Meet the Instructor: Shan X. Wang

Shan X. Wang

"I have been on the Stanford faculty since 1993, with academic appointments in Materials Science & Engineering, Electrical Engineering, and Radiology (Stanford School of Medicine). I became the fifth holder of the Leland T. Edwards Professorship in Engineering in 2018, and was inducted into the National Academy of Inventors in 2022. As a researcher, inventor, entrepreneur, and consulting expert, I have learned that great inventions and patents are often the starting point of a thriving enterprise, but they are not taught systematically in regular curricula. There is a school of thought that these are not necessarily teachable.
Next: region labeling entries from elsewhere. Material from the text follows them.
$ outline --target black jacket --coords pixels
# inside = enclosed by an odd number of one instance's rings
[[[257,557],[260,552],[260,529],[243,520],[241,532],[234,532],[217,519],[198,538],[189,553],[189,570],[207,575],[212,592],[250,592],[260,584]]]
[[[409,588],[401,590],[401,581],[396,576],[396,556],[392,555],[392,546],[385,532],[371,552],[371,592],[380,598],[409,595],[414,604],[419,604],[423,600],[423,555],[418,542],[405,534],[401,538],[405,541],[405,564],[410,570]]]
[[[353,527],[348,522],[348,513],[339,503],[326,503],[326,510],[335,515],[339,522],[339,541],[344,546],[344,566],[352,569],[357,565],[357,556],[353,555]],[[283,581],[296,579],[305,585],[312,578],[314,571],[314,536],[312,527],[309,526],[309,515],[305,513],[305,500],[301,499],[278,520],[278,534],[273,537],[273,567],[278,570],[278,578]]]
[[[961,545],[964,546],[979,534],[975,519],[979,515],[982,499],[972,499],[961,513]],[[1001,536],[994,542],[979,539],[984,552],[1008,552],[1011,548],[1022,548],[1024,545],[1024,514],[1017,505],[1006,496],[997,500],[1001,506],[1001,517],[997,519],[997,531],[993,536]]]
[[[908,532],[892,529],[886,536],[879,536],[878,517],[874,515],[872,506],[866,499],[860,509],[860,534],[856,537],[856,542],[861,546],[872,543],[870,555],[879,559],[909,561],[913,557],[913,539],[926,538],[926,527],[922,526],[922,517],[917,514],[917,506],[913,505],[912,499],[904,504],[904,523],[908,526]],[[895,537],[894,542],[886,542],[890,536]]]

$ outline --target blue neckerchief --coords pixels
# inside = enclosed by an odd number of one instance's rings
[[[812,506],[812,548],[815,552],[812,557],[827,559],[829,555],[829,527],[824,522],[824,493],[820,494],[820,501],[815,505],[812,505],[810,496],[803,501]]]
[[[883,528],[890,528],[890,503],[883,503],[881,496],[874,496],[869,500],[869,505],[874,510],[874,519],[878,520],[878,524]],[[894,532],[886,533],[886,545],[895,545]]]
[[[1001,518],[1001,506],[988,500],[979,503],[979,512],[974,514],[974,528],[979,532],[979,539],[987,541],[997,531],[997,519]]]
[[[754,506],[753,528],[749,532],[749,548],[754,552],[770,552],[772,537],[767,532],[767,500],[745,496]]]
On the contrary, I want to share teachable experiences and schemes with you about inventive processes and related intellectual property policies in the real world, including the story behind winning a Bold Epic Innovation award with my students in the Qualcomm Tricorder XPrize competition in 2017. Through this IntroSem, you will learn why some inventions matter so much to us, and why so many intellectual properties do not get licensed or create value. I hold 70+ issued or pending patents, and have over 300 publications in nanotechnology, biosensors, diagnostics, spintronics, information storage, and power management. In addition to my work at Stanford, I have cofounded six startups, mostly in Silicon Valley, and was an expert in several landmark patent litigation cases. I enjoy skiing, swimming, hiking, and travel, and I am married with two children who have recently graduated from Stanford."